In contrast, oropharyngeal cultures from nonexpectorating children were not collected in this study, because we have previously shown these specimens lacked sensitivity and predictive accuracy for identifying lower respiratory infection (21, 42). Reviewing the microbiology database for 138 CF clinic infants and young children recruited between 1992 and 1999 who underwent annual bronchial lavage and every-3-month oropharyngeal cultures, P. aeruginosa was identified in lower respiratory secretions from 27 patients. The epidemic strain was present in eight children, all of whom had persistent respiratory symptoms. Just three of these young patients had the epidemic strain detected in oropharyngeal cultures and only one survived. A further 16 asymptomatic infants had exclusive and transient colonization of their upper airways by sporadic, nonmucoid strains of P. aeruginosa (21). Thus, it is very unlikely that asymptomatic, nonexpectorating patients with CF were acting as a silent reservoir of the epidemic strain. Although performing serial bronchoscopies and taking bronchial lavage cultures from all 172 non–sputum producing patients with CF in the clinic might have detected early infection by the epidemic strain, this could not be justified given the low probability of detecting P. aeruginosa in asymptomatic infants and children with CF (21, 42). In light of this experience and consistent with clinical practice in other major Australian pediatric CF clinics, we relied on sputum microbiology, reserving bronchial lavage for unwell, nonexpectorating patients who failed empiric antibiotic therapy directed at S. aureus and Haemophilus influenzae.

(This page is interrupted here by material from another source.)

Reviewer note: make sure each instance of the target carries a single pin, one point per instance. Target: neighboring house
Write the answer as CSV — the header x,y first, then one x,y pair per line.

In summary, at a time when the prevalence of children harboring a single clonal strain of P. aeruginosa within the CF clinic was 21% and in the range that maximizes epidemic spread (43), introduction of strict infection control policies and cohort segregation was followed by significantly reduced numbers of patients sharing this common strain. Although the epidemic isolates were mainly mucoid and had increased antibiotic resistance, these phenotypic features were highly variable and could not reliably discriminate between strains. Instead genotypic-based surveillance helped determine patient grouping for infection control. Given the difficulties of cohort segregation for large clinics with transmissible strains and the challenges of sampling from coinfected patients, further studies are needed to determine if cross-infection can be reliably controlled. Additional data are also needed to learn whether the Melbourne epidemic strain is associated with a worse prognosis.